There are many flourishing towns to be found in the Alföld, of which Debreczen, Szeged, Kecskemét, and Temesvar are perhaps the best known. In these towns there are electric lighting, asphalt paths, a good water supply, and other comforts of civilisation.

A recent writer has said:

In general the towns we saw throughout Hungary looked new; and indeed we were more than once—until we became wary—sent to places said to be most interesting, only to find that new municipal buildings, new banks, new schools, streets in course of construction, electric trams and electric lighting, were their chief attraction. But there were towns that well repaid a visit, and of these one was Löcse (German Leutschau), chief town of the Zips country, near to the Tátra. Sometimes called the Nuremberg of Hungary.

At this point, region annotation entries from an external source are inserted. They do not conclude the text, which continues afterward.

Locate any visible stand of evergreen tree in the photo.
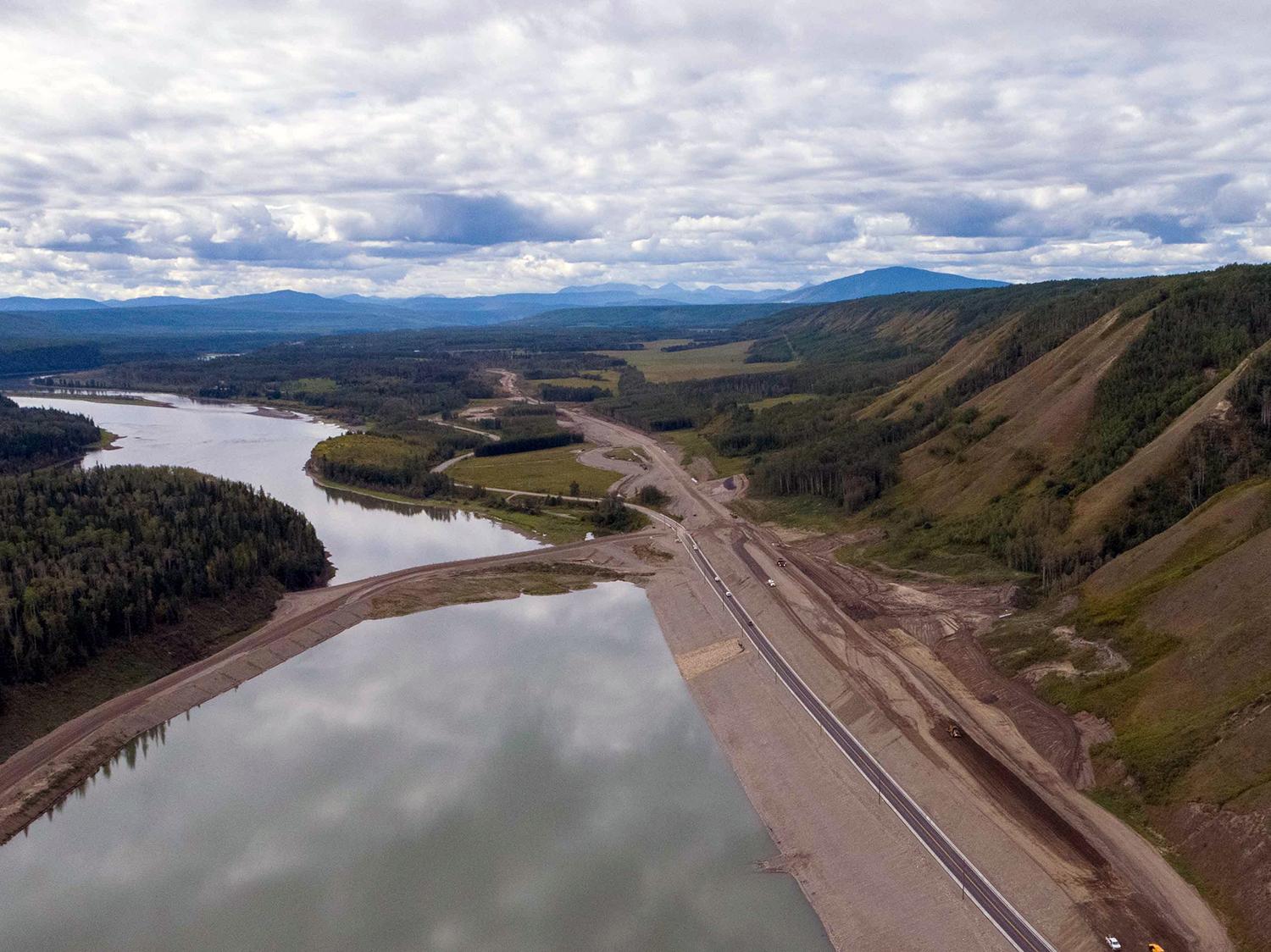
[0,467,327,684]
[0,396,102,474]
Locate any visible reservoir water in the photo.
[13,396,539,582]
[0,389,829,952]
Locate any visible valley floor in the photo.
[0,381,1230,952]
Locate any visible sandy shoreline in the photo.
[0,389,1230,952]
[0,533,652,844]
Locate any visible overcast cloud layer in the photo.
[0,0,1271,297]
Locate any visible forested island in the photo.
[0,394,102,474]
[0,467,325,684]
[0,398,330,756]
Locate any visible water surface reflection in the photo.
[0,582,829,952]
[14,394,541,582]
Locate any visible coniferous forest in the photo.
[0,396,101,474]
[0,467,325,684]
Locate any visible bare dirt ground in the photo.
[559,391,1232,952]
[0,378,1230,952]
[0,533,648,843]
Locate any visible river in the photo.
[13,394,541,582]
[0,389,829,952]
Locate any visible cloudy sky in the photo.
[0,0,1271,297]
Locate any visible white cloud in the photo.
[0,0,1271,296]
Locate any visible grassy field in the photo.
[602,340,797,384]
[528,370,618,394]
[309,473,605,545]
[447,444,619,495]
[666,429,750,477]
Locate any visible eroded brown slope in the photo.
[858,318,1018,419]
[902,312,1148,515]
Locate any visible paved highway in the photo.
[660,518,1057,952]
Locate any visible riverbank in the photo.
[0,533,656,843]
[305,467,605,545]
[0,582,282,759]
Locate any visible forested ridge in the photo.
[0,467,327,683]
[0,396,102,474]
[597,266,1271,584]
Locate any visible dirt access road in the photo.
[0,376,1230,952]
[563,394,1232,952]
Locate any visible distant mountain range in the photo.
[0,268,1004,340]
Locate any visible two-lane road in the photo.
[661,518,1057,952]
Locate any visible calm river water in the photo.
[0,389,829,952]
[14,396,539,582]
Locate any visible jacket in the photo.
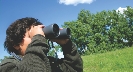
[0,34,83,72]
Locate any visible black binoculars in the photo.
[43,24,71,39]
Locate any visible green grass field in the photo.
[82,48,133,72]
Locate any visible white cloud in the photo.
[59,0,95,6]
[116,7,127,14]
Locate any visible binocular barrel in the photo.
[43,24,71,39]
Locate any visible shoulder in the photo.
[0,57,18,66]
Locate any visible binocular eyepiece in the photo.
[43,24,71,39]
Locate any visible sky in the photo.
[0,0,133,59]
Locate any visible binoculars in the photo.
[43,24,71,39]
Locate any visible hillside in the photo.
[82,48,133,72]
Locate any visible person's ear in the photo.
[13,46,20,50]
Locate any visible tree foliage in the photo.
[63,6,133,54]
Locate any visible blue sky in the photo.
[0,0,133,59]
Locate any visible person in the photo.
[0,17,83,72]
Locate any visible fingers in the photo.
[60,28,63,30]
[29,25,45,38]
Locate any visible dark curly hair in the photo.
[4,17,42,54]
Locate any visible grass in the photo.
[82,48,133,72]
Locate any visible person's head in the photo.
[4,17,42,55]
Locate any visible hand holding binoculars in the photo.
[43,24,71,39]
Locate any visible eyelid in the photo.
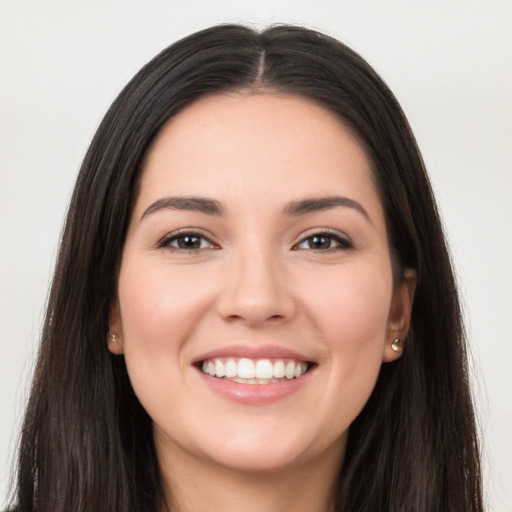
[156,228,219,252]
[292,228,354,252]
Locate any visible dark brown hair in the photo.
[14,25,482,512]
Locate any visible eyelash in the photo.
[157,231,218,254]
[157,230,354,254]
[293,230,354,252]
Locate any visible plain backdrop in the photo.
[0,0,512,512]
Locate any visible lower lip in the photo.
[197,369,313,405]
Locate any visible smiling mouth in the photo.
[198,357,312,384]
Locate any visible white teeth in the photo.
[226,359,238,377]
[202,357,308,384]
[238,357,256,379]
[284,361,295,379]
[256,359,274,379]
[215,359,226,377]
[274,359,286,379]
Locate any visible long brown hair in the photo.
[14,25,483,512]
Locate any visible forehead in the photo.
[136,93,380,221]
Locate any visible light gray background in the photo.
[0,0,512,512]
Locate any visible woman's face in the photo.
[111,93,413,471]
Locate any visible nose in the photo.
[217,252,296,327]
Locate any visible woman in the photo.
[11,26,482,512]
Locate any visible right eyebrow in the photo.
[140,196,224,220]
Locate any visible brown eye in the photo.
[294,232,353,251]
[307,235,333,249]
[158,232,217,252]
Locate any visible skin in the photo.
[110,93,415,512]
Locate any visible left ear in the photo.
[107,301,124,356]
[382,268,417,363]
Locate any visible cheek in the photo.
[298,262,392,414]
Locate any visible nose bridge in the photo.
[219,239,295,325]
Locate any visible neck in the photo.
[159,440,344,512]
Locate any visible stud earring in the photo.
[391,338,402,352]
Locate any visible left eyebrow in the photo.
[283,196,373,224]
[140,196,224,220]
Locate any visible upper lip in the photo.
[192,345,312,364]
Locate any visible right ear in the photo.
[107,301,124,356]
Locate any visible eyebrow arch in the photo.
[283,196,373,224]
[140,196,224,220]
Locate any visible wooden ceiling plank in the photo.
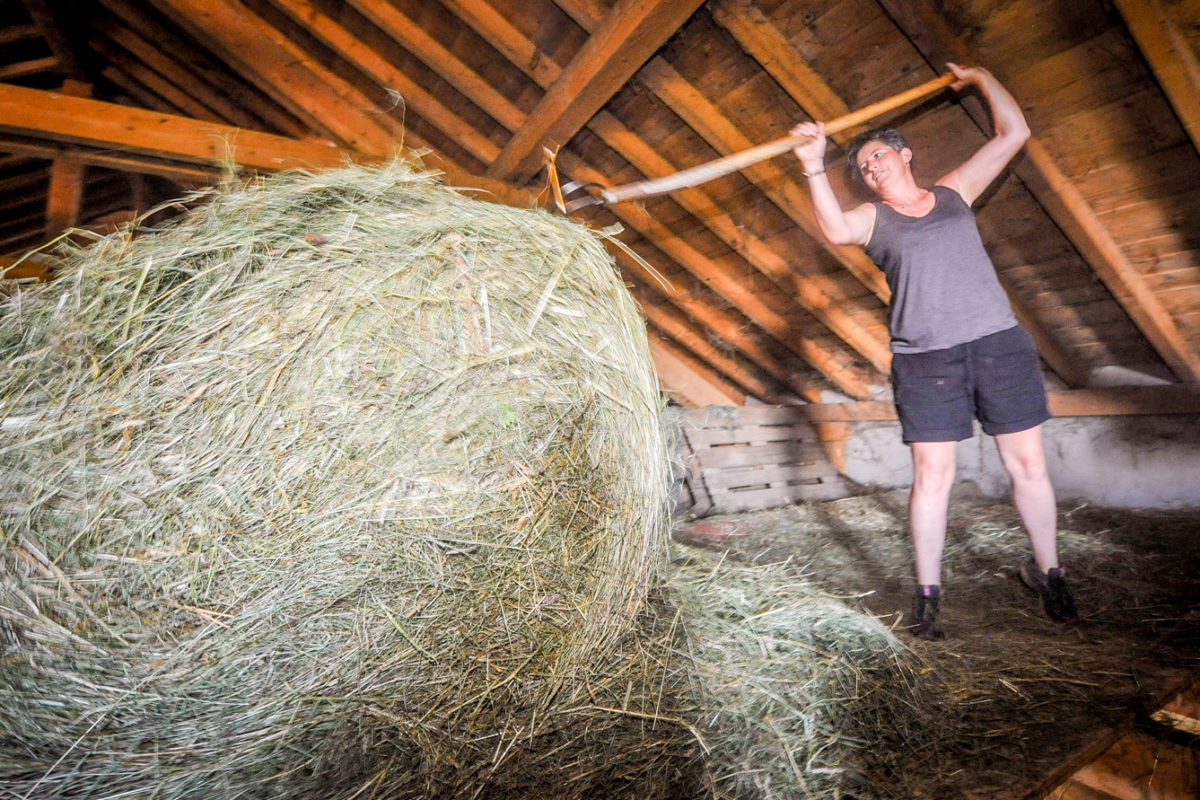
[23,0,88,80]
[442,0,562,89]
[44,157,85,241]
[271,0,500,164]
[92,48,220,122]
[90,18,260,131]
[552,152,871,398]
[0,139,221,186]
[0,23,42,47]
[98,0,316,139]
[642,59,890,302]
[453,4,890,388]
[347,0,526,131]
[0,85,355,172]
[616,248,824,403]
[1114,0,1200,160]
[649,337,745,408]
[0,55,59,80]
[630,292,782,404]
[487,0,703,184]
[713,0,892,302]
[152,0,400,156]
[592,91,892,374]
[712,0,868,145]
[880,0,1200,383]
[0,85,538,207]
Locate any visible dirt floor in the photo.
[676,485,1200,799]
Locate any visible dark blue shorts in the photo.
[892,326,1050,444]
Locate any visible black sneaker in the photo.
[910,587,942,640]
[1021,558,1079,622]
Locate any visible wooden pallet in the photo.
[682,405,851,516]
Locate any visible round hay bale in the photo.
[0,162,694,800]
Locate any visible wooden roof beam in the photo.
[92,50,228,124]
[710,0,868,146]
[487,0,703,184]
[1114,0,1200,159]
[0,55,59,80]
[0,85,536,207]
[713,0,1108,386]
[880,0,1200,383]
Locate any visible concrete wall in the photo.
[846,415,1200,509]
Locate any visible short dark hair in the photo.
[846,128,916,180]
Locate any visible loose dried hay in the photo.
[0,162,697,799]
[668,546,932,800]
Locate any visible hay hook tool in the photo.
[547,73,956,213]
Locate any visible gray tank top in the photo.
[866,186,1016,353]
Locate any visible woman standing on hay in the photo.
[792,64,1076,639]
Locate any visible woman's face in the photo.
[857,142,912,194]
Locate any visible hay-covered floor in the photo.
[676,485,1200,798]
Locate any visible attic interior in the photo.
[0,0,1200,800]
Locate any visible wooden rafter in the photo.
[1114,0,1200,160]
[262,0,500,164]
[444,0,890,397]
[590,100,892,373]
[630,296,782,403]
[650,336,745,407]
[642,59,892,373]
[347,0,524,131]
[91,45,226,122]
[0,85,536,207]
[89,17,268,131]
[146,0,401,156]
[0,85,354,172]
[24,0,88,82]
[560,152,871,398]
[616,249,826,403]
[713,0,892,302]
[487,0,703,184]
[880,0,1200,383]
[96,0,314,139]
[648,7,1086,386]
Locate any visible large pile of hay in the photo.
[668,546,929,800]
[0,163,696,799]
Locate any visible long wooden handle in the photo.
[600,74,955,204]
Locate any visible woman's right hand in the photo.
[790,122,828,167]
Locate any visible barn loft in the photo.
[0,0,1200,800]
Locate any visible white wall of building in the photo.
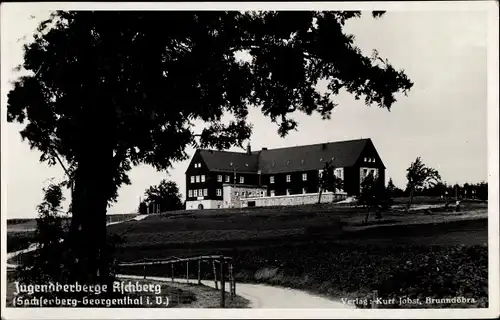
[186,200,223,210]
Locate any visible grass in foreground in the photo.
[6,275,249,308]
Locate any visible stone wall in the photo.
[240,192,347,207]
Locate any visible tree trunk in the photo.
[365,205,370,225]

The largest lake in Hungary is Lake Balaton, which may well be described as an inland sea, for it is 47 miles in length. It is difficult to describe what Lake Balaton means to a country like Hungary deprived of a seashore. Though the lake has no tides the levels are so constantly changing that monotony is impossible; this is no dead sheet of water. Its very size makes room for the breakers the storm-wind sweeps before it, and storms are by no means lacking. For many years there has been a railway line along the southern shore, but only recently another, completed in 1909, carries people also along the northern shore, which is the more popular, and the health resorts and bathing places which have sprung up are innumerable. All Hungarians who can afford it carry their families to this charming resort, there to bathe and dabble and fish, or to voyage by steamer or yacht. The lake is divided into two by a long peninsula which stretches out from the north side almost to the opposite shore. On the north side, there are hills rising in vine-clad slopes, with white houses nestling in them, and at the foot many a town, of which Balaton-Füred is the principal one. The lake is rather shallow, though varying enormously with the feeding it receives from springs and streams, but it is deepest on the north side, where bathing is easier than on the sandy shore of the too shallow south. Long wooden piers with huts at the end of them are constantly available, and every one bathes. Many a pretty picture can be seen of a peasant woman, her face alight with fun, her wet hair thrown back, dipping a pink innocent babe in the fresh water.